There isn’t any good explanation for President Trump’s abrupt announcement last Wednesday that he was withdrawing all U.S. troops from Syria. Conservative hawks are livid, of course, and House Minority Leader Nancy Pelosi (D-Calif.) called the decision a Christmas gift to Russian President Vladimir Putin. But even those who favor withdrawal seem bemused. International-relations analyst Stephen M. Walt cheered the troop withdrawal in a Foreign Policy article headlined: “Good Riddance to America’s Syria Policy: As usual, Donald Trump has done the right thing in the wrong way.”
Was the president trying to shore up his support with a base grown tired of foreign interventions? Did he cave when Turkish President Recep Tayyip Erdogan told him over the phone that he was going to carry his operations against the Kurds into Syrian territory? Was Trump’s decision a momentary whim now incredibly become indelible history? Who can say? Just in time for Christmas, Trump has finally brought us the peace that passeth all understanding.
Even by Trumpian standards, the troop-withdrawal announcement looked haphazard. And it wasn’t the Trump administration’s only holiday surprise. On Saturday, Treasury Secretary Steven Mnuchin announced (on Twitter, naturally) that the president had no intention of firing Federal Reserve Chair Jerome H. Powell. Which of course raised the possibility that he might. On Sunday, Mnuchin returned with a stunning encore: He said he had spoken with the heads of the United States’ six largest banks to confirm that they had “ample liquidity available for lending” and haven’t had “any clearance or margin issues . . . the markets continue to function properly.”
Always nice to hear, of course, but because no one had suggested the markets weren’t functioning properly, the news was startling. Such announcements are traditionally made only on the eve of a crisis, not an otherwise dull Sunday afternoon.
Inevitably, people feared they had somehow overlooked a looming disaster in what had seemed, until then, merely a mild and orderly market correction from an exuberant boom. Markets skidded further on Monday.
Mnuchin’s actions are both more and less mysterious than the president’s. Less, because it seems clear why his Twitter feed developed a sudden nervous tic: He was trying to appease his boss. More, because neither Mnuchin nor anyone else understands how to calm the impetuous, irascible occupant of the Oval Office.
Presumably, the president is displeased by the recent decline in financial markets.
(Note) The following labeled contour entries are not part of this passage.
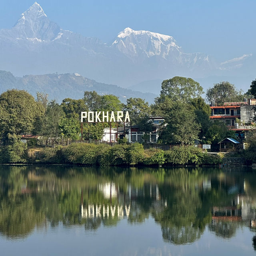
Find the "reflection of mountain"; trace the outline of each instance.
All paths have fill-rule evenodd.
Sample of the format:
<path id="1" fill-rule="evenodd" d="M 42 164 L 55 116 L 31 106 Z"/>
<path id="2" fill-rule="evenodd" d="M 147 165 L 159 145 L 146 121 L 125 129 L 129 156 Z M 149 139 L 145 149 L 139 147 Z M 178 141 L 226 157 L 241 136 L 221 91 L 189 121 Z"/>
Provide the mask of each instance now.
<path id="1" fill-rule="evenodd" d="M 1 167 L 0 232 L 20 238 L 60 223 L 87 230 L 152 218 L 167 242 L 192 243 L 207 226 L 228 238 L 254 226 L 253 177 L 218 169 Z"/>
It’s less clear whether he, or anyone else, actually believed that investors would perk right up if the treasury secretary, for no apparent reason, started shouting, “Guys, everything’s fine! We’re not going to have another financial crisis, okay?”
To be fair, it’s not clear what would cheer them up. Which brings us to the deepest mystery of all: Why were investors so optimistic in the first place?
I asked a number of financial professionals that question back when the bull market was still charging ahead. After all, Trump had promised tariffs, which large, publicly traded corporations tend not to like; he had promised immigration restrictions, which such companies really don’t like; and finally, he had promised lots of uncertainty, which those firms hate with the white-hot fire of a thousand suns.
The boom could be viewed as a collective sigh of relief that Democrats wouldn’t be finding new and creative ways to regulate the private sector. But given the protectionist drawbacks of a Trump administration, this didn’t really justify a 35 percent increase in the value of the S&P 500 from November 2016 to September 2018.
The best answer I got was that investors and chief executives assumed that Trump was planning to do the stuff they wanted — the tax cuts, the deregulation — and that the rest of his campaign promises were just base-pandering rhetoric that would be quickly abandoned. Their belief seemed touchingly naive, even quaint. But also sincere and strongly held.
Which may solve the twin mysteries of boom and the bust: Wall Street believed that Trump was just playing erratic and impulsive for the cameras, but that behind the policy scenes, what they’d be getting was a normal Republican presidency, only maybe a bit more so. The current correction may simply reflect Wall Street’s belated realization that investors would be getting exactly what they’d seen on the stump: a man who substitutes reaction for planning, and angry tweets for policy.
One thing, of course, is totally unsurprising: that when those on Wall Street finally figured out who they were really dealing with, and prices slumped, the guy from the campaign stump was going to find a way to make it all worse.